By Boxing News - 06/23/2015 - Comments

golovkin64By Dan Ambrose: WBA middleweight champion Gennady Golovkin (33-0, 30 KOs) says that he’ll take the fight with 42-year-old Oscar De La Hoya, and that he’ll take the fight “immediately” if the aging “Golden Boy” De La Hoya truly wants to fight him. However, for Golovkin to take the fight, he would have to agree to melt down to 154, because that’s the weight that De La Hoya wants the fight to take place at, according to ESPN.com.

Golovkin previously said that he’d come down to 154 for a fight against Floyd Mayweather Jr. but only against him. But it’s likely that Golovkin would be agreeable to facing De La Hoya at this weight as well, because it’s not as De La Hoya would be any kind of threat to beat him given his advanced age, the time off he’s had from the sport, and his poor showing before he retired in 2008.

De La Hoya had lost three out of his last four fights before hanging up the gloves seven years ago. You can’t expect that the retirement years have improved De La Hoya’s skills any, can you?

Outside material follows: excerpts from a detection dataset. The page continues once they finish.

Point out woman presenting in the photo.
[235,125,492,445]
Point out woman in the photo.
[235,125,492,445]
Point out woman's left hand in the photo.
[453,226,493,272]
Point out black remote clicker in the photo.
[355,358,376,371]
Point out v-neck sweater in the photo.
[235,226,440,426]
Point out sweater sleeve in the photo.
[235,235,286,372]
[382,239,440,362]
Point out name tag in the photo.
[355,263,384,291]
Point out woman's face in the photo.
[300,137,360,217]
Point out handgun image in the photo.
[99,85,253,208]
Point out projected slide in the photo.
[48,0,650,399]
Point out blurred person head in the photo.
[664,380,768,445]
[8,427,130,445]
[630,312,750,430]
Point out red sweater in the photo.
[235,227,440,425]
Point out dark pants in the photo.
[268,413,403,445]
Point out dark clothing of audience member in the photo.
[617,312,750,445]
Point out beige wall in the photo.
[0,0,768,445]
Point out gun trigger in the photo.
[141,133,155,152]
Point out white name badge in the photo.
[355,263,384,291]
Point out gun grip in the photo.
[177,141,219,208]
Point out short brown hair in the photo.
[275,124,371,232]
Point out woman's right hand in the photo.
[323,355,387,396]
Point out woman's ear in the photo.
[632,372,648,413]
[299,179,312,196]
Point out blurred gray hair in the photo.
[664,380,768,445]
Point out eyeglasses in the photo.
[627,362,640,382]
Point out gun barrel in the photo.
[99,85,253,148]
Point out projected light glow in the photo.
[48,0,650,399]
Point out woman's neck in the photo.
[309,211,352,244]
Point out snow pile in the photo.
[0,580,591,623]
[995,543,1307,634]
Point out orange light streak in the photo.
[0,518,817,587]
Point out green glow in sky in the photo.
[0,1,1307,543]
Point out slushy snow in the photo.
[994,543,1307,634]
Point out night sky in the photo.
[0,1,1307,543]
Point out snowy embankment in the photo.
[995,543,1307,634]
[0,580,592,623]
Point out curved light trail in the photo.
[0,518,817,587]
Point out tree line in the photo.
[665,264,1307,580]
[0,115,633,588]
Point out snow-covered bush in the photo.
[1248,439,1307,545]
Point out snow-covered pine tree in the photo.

“I have a great deal of respect for Oscar,” Golovkin said via Dan Rafael of ESPN.com. “He was a great champion and a huge star in the sport. If he decides to fight me, I’m ready as soon as possible. It would be another big drama show.”

You can definitely say it would be a drama show if De La Hoya winds up facing Golovkin next because it will likely be a true slaughter of epic proportions. De La Hoya feels that he would have a chance of beating Golovkin because Sugar Ray Leonard came out of a three-year retirement in 1987 to defeat middleweight champion Marvin Hagler by a decision. However, there was a world of difference between Leonard and De La Hoya’s situation. Leonard was still in his 30s, and still had his lightning hand speed at the time he fought Hagler.

Leonard wasn’t in his 40s, and hadn’t been out of the ring for seven years like De La Hoya. Further, Leonard also hadn’t lost 3 out of his last 4 fights before retiring like De La Hoya had. Their situations are totally different. Hagler, as good of a puncher as he was, he didn’t have one-punch power like Golovkin does. Hagler was the type of fighter who would pound you into submission over a course of rounds. He wasn’t someone who would drop you with a single shot like Golovkin.

“I think about Sugar Ray Leonard and Marvin Hagler,” De La Hoya said. “If [Leonard] could do it why can’t I? We both come from similar situations. We are both hungry for the competition, we’re both ambitious.”

De La Hoya sounds totally deluded. Leonard had his skills still intact when he came back. He was still youthful looking, and has his hand speed. De La Hoya doesn’t look young now, his hair is graying, he’s flabby around the face, and he had already lost his hand speed even before retiring in his mid-30s. De La Hoya still could throw combinations, but the blinding hand speed that he once had while fighting in the lower weights was gone. Without De La Hoya’s hand speed, he won’t have a ghost of a chance against a puncher like Golovkin.

The De La Hoya-Golovkin fight, if it happens, could be a big enough fight to increase Golovkin’s popularity in a huge way. I’m not sure if it will be a big enough fight to make Golovkin a pay-per-view attraction, but I think it will be big enough to lure the likes of Miguel Cotto and/or Saul “Canelo” Alvarez into fighting him if he doesn’t look too good. If Golovkin looks devastating against De La Hoya, then of course Cotto and Canelo will likely stay, far, far away from Golovkin until he ages to the point where he’s looking vulnerable.